By Ronald Owili
More investor education on the real estate investment trust is needed if Kenyans are to embrace the capital raising model for financing construction of housing units to bridge a supply deficit.
MMC Africa Head of commercial property department Ester Omulele says in the midst of a slowdown in loans from the financial sector, pooling of investments under REITs is among ways to reduce the cost of housing on a longterm basis.
In Kenya, the housing deficit is pegged at 250,000 units annually as rapid urbanization creates demand, with political class seemingly imprecise about a long term solution.

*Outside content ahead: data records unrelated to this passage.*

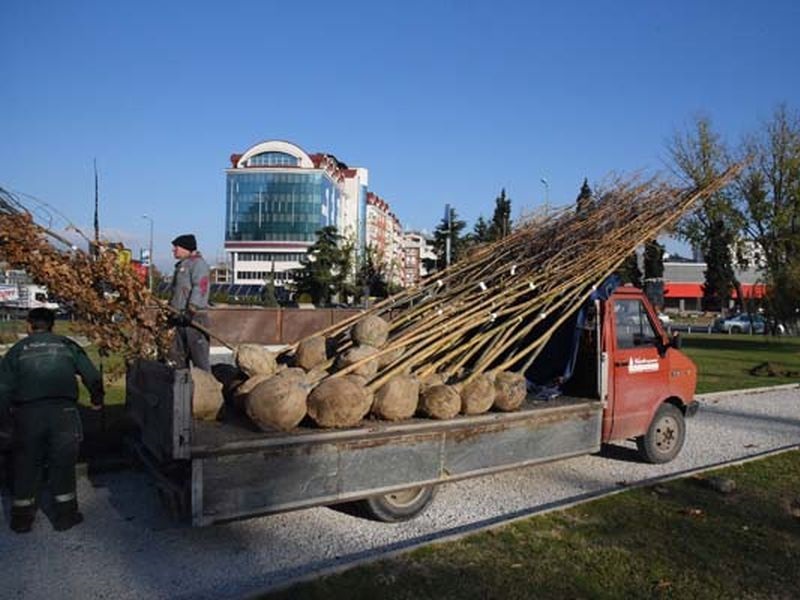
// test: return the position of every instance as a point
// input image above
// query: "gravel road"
(128, 548)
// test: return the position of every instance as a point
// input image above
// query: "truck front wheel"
(398, 506)
(665, 436)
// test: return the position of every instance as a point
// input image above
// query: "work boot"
(66, 515)
(22, 518)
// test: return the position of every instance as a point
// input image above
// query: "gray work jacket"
(190, 284)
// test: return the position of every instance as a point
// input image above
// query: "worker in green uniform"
(39, 388)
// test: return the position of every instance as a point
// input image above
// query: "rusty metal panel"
(238, 325)
(242, 484)
(159, 400)
(272, 326)
(561, 434)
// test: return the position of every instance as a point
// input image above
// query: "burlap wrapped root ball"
(339, 402)
(277, 402)
(311, 353)
(206, 395)
(370, 331)
(439, 402)
(255, 360)
(477, 396)
(397, 399)
(510, 391)
(356, 354)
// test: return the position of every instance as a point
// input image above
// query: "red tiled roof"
(695, 290)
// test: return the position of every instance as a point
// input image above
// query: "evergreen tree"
(629, 271)
(584, 201)
(458, 242)
(500, 226)
(325, 267)
(480, 232)
(718, 286)
(654, 273)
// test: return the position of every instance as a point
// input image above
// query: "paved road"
(129, 549)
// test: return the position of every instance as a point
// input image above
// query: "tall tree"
(585, 200)
(371, 276)
(458, 242)
(769, 190)
(698, 156)
(325, 267)
(500, 226)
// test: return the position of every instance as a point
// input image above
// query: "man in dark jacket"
(38, 386)
(189, 299)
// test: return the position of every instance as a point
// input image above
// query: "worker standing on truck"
(38, 386)
(189, 300)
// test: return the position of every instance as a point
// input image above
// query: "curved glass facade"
(273, 159)
(279, 206)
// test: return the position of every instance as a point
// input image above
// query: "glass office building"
(279, 206)
(277, 198)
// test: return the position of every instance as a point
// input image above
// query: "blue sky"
(443, 101)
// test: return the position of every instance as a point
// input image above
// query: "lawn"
(682, 539)
(726, 362)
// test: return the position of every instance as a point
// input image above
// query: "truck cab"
(651, 383)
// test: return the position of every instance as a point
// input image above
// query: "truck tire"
(665, 436)
(395, 507)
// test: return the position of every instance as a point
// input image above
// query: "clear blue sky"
(443, 101)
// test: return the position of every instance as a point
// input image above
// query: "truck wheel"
(665, 436)
(398, 506)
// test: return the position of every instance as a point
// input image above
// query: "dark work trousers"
(46, 432)
(190, 344)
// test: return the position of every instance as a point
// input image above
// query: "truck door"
(639, 371)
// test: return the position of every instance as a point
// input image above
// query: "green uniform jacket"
(43, 366)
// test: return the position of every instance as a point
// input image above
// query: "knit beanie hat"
(186, 241)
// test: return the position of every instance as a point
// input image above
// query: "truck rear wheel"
(402, 505)
(665, 436)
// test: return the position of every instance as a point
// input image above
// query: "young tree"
(458, 242)
(585, 200)
(698, 156)
(654, 273)
(500, 226)
(325, 267)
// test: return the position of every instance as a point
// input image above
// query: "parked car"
(743, 323)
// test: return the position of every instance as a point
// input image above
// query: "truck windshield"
(633, 325)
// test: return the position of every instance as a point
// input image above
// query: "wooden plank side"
(292, 476)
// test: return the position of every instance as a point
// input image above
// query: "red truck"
(620, 377)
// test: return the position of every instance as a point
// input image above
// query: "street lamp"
(546, 195)
(150, 254)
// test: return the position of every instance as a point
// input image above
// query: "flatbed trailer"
(209, 472)
(632, 379)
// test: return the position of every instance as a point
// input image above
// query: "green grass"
(724, 362)
(677, 540)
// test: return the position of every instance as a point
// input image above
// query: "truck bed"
(228, 470)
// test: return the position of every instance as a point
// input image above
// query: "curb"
(480, 527)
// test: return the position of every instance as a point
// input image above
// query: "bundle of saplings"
(462, 340)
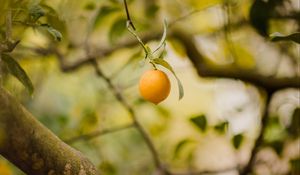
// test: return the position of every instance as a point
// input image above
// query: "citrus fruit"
(154, 86)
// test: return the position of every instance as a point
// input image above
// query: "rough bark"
(33, 148)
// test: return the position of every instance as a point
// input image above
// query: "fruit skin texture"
(154, 86)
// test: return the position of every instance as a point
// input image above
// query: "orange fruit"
(154, 86)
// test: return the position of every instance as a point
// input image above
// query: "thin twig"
(98, 133)
(128, 15)
(259, 141)
(8, 25)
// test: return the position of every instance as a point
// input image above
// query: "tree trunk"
(33, 148)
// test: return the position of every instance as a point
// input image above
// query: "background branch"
(98, 133)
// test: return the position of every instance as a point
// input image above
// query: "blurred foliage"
(230, 32)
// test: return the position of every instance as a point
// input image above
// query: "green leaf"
(295, 165)
(200, 121)
(55, 33)
(280, 37)
(117, 29)
(277, 146)
(237, 140)
(103, 12)
(221, 127)
(90, 6)
(294, 128)
(16, 70)
(165, 64)
(152, 10)
(180, 146)
(36, 11)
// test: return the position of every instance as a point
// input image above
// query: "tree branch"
(259, 141)
(33, 148)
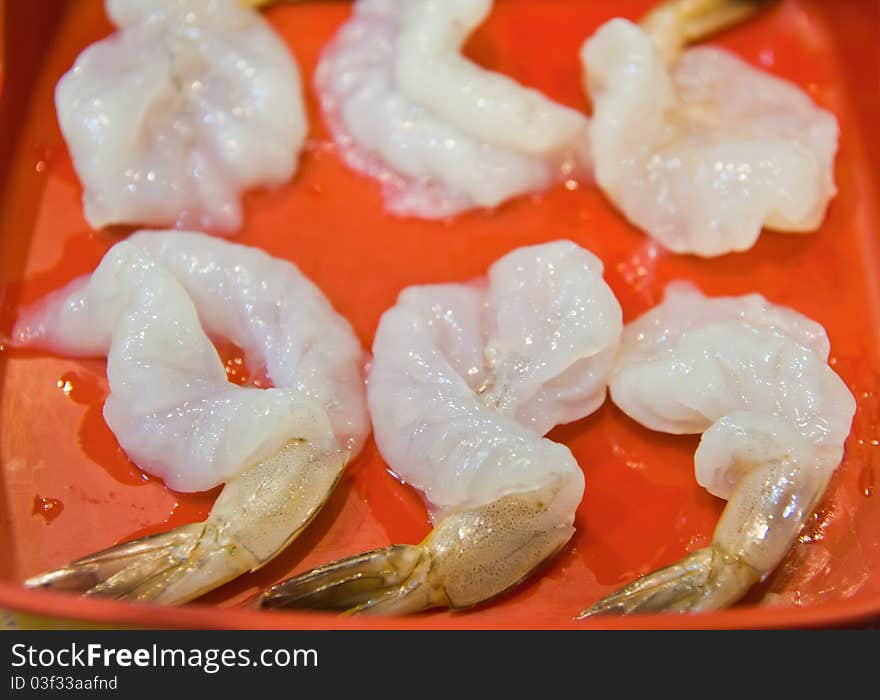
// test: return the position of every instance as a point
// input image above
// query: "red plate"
(66, 489)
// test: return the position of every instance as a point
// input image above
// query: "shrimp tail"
(706, 579)
(254, 518)
(390, 580)
(117, 571)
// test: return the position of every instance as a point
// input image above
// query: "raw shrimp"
(440, 133)
(697, 147)
(172, 117)
(464, 382)
(279, 451)
(754, 379)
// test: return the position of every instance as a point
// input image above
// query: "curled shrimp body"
(279, 451)
(465, 381)
(695, 146)
(754, 379)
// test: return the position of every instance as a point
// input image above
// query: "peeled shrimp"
(465, 380)
(172, 117)
(279, 451)
(696, 147)
(440, 133)
(754, 379)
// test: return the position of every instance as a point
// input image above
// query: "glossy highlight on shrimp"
(465, 381)
(696, 147)
(171, 118)
(279, 451)
(441, 134)
(754, 379)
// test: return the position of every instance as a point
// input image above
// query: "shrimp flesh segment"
(697, 147)
(464, 382)
(754, 379)
(440, 133)
(279, 451)
(186, 106)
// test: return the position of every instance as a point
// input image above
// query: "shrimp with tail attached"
(464, 382)
(695, 146)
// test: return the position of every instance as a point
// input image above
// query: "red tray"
(66, 488)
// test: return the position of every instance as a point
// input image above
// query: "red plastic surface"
(66, 489)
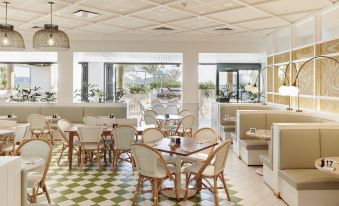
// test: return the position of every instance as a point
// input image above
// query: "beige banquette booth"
(250, 149)
(71, 112)
(292, 173)
(225, 127)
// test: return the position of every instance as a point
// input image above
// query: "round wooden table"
(5, 117)
(335, 165)
(28, 164)
(260, 134)
(170, 118)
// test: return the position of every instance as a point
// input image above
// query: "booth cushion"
(299, 148)
(309, 179)
(228, 128)
(254, 144)
(22, 110)
(266, 159)
(119, 112)
(329, 142)
(71, 113)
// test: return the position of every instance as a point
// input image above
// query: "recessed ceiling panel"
(196, 23)
(239, 15)
(201, 7)
(99, 28)
(288, 6)
(118, 6)
(162, 15)
(263, 23)
(128, 22)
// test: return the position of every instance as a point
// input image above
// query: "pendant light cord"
(51, 3)
(6, 3)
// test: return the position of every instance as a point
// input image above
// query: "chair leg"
(44, 188)
(33, 197)
(175, 188)
(225, 186)
(137, 189)
(62, 151)
(98, 160)
(215, 191)
(155, 192)
(83, 154)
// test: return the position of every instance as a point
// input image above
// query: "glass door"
(227, 82)
(109, 84)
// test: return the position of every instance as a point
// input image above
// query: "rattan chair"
(40, 127)
(151, 166)
(123, 137)
(62, 125)
(37, 180)
(90, 138)
(208, 170)
(203, 135)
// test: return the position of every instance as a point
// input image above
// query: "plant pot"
(226, 99)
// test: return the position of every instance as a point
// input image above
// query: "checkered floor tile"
(90, 187)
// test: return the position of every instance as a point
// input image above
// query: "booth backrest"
(104, 111)
(22, 111)
(231, 110)
(71, 112)
(299, 148)
(265, 119)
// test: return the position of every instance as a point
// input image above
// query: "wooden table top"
(260, 134)
(187, 146)
(335, 165)
(74, 128)
(5, 117)
(171, 117)
(6, 132)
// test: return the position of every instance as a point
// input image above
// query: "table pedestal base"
(181, 193)
(260, 171)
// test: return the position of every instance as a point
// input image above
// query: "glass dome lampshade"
(50, 38)
(10, 40)
(248, 87)
(283, 90)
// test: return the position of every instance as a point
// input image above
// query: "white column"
(190, 83)
(65, 77)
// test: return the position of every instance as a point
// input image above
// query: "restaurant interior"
(169, 102)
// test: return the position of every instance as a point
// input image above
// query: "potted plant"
(225, 94)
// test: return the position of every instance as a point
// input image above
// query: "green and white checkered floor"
(90, 187)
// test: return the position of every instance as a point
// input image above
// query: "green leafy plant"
(137, 89)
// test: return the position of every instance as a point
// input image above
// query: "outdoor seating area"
(169, 103)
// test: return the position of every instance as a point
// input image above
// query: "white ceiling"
(171, 58)
(141, 17)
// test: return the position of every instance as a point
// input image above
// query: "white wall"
(96, 74)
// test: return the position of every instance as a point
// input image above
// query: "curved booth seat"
(293, 176)
(225, 127)
(249, 149)
(72, 112)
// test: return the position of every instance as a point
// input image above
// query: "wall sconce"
(254, 88)
(285, 90)
(294, 89)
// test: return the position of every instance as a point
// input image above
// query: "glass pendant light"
(50, 38)
(10, 39)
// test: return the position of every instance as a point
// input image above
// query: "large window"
(28, 82)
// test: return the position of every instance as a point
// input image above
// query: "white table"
(28, 165)
(5, 117)
(262, 134)
(335, 165)
(52, 119)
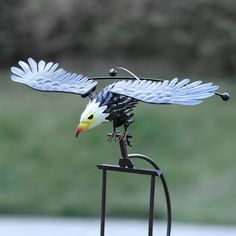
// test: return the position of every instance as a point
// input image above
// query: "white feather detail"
(47, 77)
(170, 92)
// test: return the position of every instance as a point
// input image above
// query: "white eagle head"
(92, 116)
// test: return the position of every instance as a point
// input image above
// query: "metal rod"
(103, 208)
(151, 206)
(123, 149)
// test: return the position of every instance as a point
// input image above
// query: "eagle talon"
(112, 136)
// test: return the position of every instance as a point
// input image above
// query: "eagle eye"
(90, 117)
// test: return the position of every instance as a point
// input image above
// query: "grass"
(44, 170)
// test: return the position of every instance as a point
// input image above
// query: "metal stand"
(125, 165)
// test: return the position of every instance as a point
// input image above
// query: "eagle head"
(93, 115)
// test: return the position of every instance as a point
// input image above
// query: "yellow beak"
(81, 127)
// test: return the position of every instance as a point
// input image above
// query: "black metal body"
(126, 165)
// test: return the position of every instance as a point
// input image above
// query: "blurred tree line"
(197, 33)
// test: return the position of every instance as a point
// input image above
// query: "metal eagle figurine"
(116, 101)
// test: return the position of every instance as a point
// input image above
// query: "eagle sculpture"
(116, 101)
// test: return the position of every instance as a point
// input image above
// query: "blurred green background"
(44, 170)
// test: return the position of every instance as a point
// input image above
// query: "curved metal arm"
(164, 184)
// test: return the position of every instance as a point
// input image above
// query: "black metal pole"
(151, 205)
(103, 207)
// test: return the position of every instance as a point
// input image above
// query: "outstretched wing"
(165, 92)
(47, 77)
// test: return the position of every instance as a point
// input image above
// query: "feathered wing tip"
(166, 92)
(47, 77)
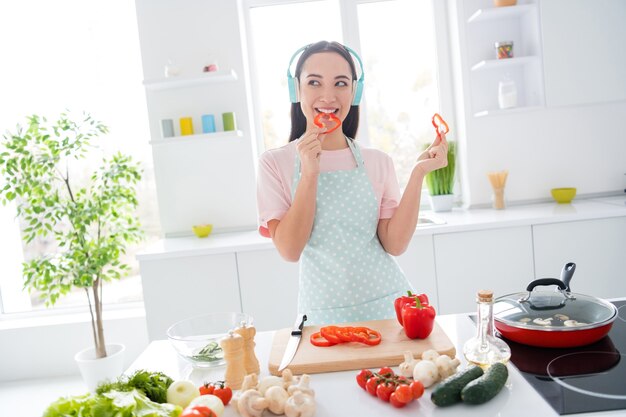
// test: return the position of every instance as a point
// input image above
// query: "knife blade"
(294, 341)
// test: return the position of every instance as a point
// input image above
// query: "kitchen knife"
(294, 341)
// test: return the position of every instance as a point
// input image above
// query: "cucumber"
(448, 392)
(487, 386)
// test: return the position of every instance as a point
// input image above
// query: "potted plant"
(92, 222)
(441, 182)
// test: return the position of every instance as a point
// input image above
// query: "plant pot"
(94, 370)
(442, 202)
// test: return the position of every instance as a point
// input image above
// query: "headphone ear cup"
(358, 92)
(292, 85)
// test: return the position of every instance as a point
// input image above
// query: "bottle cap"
(484, 296)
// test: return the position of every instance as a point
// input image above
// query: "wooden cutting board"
(311, 359)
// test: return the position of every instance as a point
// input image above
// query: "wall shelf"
(500, 12)
(205, 137)
(181, 82)
(501, 63)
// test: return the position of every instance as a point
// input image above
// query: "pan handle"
(567, 273)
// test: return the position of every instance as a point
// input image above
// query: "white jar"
(507, 94)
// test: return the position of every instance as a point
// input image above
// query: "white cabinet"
(418, 264)
(481, 26)
(178, 288)
(496, 259)
(269, 288)
(597, 247)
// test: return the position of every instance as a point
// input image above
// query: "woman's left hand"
(435, 156)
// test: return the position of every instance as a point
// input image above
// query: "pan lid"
(558, 309)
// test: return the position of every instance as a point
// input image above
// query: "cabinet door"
(269, 288)
(418, 264)
(597, 247)
(179, 288)
(499, 259)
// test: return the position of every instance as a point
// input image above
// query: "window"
(81, 56)
(398, 45)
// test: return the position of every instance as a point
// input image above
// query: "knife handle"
(298, 325)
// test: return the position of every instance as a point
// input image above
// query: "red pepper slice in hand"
(440, 125)
(418, 320)
(329, 119)
(407, 299)
(318, 340)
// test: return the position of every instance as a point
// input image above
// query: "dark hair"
(298, 121)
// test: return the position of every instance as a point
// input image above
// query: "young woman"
(333, 205)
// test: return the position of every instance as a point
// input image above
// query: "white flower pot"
(94, 370)
(441, 203)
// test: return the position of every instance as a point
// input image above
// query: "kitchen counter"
(457, 220)
(337, 393)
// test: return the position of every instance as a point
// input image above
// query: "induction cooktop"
(579, 380)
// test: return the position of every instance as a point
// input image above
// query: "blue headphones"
(293, 85)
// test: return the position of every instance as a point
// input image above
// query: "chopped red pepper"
(328, 119)
(407, 299)
(418, 320)
(440, 125)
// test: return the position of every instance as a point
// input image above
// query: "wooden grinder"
(232, 346)
(250, 362)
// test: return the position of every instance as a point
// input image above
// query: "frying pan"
(553, 318)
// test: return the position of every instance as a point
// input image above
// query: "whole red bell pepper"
(418, 320)
(407, 299)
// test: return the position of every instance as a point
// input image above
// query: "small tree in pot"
(92, 224)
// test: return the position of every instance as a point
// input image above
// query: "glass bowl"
(196, 339)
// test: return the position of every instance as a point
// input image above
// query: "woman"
(335, 206)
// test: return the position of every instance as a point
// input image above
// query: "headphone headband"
(292, 82)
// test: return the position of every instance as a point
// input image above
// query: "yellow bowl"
(563, 195)
(202, 230)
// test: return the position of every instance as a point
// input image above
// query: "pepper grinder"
(251, 363)
(232, 346)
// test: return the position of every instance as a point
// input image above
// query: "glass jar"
(485, 349)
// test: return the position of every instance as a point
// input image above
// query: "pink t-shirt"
(275, 179)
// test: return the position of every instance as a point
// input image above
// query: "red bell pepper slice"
(407, 299)
(418, 320)
(318, 340)
(328, 118)
(440, 125)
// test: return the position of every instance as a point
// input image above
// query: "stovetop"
(578, 380)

Nonetheless, the housing sector continues to attract billions of shillings in local and foreign investments driven by high returns averaging 25 percent compared to a mean of 14 percent in other asset classes over a 5yr period.
In the wake of slow credit from banks, Omulele says Kenya’s best bet in meeting the housing shortage is in the Real Estate Investment Trusts introduced four years ago.
Only Stanlib has so far managed to float an income REIT which sought to raise 12.3bn from investors in 2015 but managed 3.5bn.
While low awareness plague the investment vehicle, Omulele advises promoters to diversify products to entice investors.
Caution on income REITS is also critical if you decide to invest. MMC plans to float a KES 3bn development REIT in the first quarter of next year.